Entre 10.000 et 13.000 retraités concernés

« La fiabilité des données reportées aux comptes de carrière reste notamment insuffisante », soulignent les Sages de la rue Cambon. Les régimes de retraite sont censés s’échanger les informations nécessaires à la reconstitution de la carrière de chaque assuré et donc au calcul de sa pension, grâce au dispositif d’échanges inter-régimes de retraite (EIRR). Problème : l’EIRR présente des « bugs ». Du coup, il arrive que certaines périodes de cotisation ne soient pas prises en compte. La Cour des comptes estime qu’entre 10.000 et 13.000 nouveaux retraités seraient affectés chaque année par ce problème.

Autre source d’erreur : la révision des services. Certaines prestations, comme le minimum contributif, la majoration pour tierce personne (octroyée aux retraités invalides ayant besoin de l’assistance d’un tiers), la pension de réversion versée au conjoint survivant ou l’allocation de solidarité aux personnes âgées (Aspa) qui remplace le minimum vieillesse, sont attribuées en fonction des ressources financières, des conditions familiales (mariage, enfant à charge…) et de la résidence de l’assuré. Ces conditions pouvant évoluer dans le temps, une réactualisation annuelle est nécessaire.

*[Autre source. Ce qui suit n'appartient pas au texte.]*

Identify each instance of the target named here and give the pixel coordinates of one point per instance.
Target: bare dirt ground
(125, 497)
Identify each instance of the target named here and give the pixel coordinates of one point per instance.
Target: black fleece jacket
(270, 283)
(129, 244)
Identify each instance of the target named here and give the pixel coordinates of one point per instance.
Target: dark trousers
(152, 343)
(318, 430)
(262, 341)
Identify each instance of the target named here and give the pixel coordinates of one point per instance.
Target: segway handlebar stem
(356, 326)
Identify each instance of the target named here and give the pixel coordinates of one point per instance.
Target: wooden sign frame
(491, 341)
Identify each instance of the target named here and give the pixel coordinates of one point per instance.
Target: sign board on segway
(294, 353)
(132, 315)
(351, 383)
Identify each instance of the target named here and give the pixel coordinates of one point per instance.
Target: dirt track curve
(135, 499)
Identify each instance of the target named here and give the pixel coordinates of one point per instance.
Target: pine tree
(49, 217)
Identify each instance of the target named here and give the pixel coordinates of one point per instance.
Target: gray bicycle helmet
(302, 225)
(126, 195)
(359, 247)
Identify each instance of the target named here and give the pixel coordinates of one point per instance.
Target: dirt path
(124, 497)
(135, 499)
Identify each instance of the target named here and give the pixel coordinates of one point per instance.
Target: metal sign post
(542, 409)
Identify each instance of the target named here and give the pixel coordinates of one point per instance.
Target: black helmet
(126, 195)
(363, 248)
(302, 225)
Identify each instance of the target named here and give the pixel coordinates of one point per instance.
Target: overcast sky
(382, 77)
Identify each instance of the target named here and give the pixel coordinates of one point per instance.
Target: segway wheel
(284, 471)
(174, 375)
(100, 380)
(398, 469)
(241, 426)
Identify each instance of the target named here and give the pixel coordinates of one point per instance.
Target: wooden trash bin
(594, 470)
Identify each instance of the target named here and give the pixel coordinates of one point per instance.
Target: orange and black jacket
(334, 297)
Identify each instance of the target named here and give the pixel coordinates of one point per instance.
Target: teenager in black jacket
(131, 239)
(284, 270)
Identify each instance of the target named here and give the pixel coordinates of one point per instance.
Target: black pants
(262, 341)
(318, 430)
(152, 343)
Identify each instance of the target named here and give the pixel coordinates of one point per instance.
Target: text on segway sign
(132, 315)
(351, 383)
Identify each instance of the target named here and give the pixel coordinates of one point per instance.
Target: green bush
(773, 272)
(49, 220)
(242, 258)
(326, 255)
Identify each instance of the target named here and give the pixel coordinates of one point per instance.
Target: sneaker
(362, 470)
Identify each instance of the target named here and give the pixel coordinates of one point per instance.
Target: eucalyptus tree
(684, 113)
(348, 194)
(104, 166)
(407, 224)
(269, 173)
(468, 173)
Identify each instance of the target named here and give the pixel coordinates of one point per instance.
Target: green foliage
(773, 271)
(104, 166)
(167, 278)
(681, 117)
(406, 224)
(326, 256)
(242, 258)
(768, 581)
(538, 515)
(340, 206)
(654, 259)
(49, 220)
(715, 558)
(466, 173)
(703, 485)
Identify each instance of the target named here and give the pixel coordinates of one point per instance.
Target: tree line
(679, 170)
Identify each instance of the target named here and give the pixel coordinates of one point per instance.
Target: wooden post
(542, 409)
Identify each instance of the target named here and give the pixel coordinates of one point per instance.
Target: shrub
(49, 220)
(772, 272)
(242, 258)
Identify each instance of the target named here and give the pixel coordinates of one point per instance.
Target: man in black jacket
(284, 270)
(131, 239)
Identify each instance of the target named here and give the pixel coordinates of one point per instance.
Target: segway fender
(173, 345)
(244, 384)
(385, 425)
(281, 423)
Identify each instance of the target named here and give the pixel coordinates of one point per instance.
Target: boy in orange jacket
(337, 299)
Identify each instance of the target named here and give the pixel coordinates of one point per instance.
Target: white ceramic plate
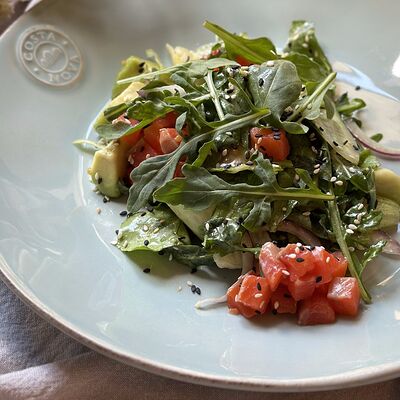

Pas assez de réactualisation des données

C’est là où le bât blesse. « Au 31 décembre 2014, le volume des révisions de service non effectuées était de 185.157, en augmentation de 12% par rapport au 31 décembre 2013 », note la Cour. « L’absence de traitement au fil de l’eau des révisions de service, notamment celles qui ont pour origine les questionnaires ressources, retarde la prise en compte […] des modifications intervenues dans la situation des assurés et donc potentiellement dans le montant des droits à servir », ajoute-t-elle.

Cette lacune touche surtout les pensions de réversion et l’Aspa. Dans ce dernier cas, le dysfonctionnement se révèlerait plutôt en faveur des allocataires. L’absence de réactualisation des données « augmente les montants de prestations d’Aspa versés à tort et acquis définitivement aux bénéficiaires. En effet, conformément à l’article L. 815-11 du code de la Sécurité sociale, si l’assuré déclare la modification de ses ressources dans les délais, les montants versés restent acquis aux bénéficiaires ». En clair : certaines personnes âgées touchent un montant de l’Aspa auquel elles n’auraient pas droit si l’évolution de leur situation financière ou familiale était bien prise en compte.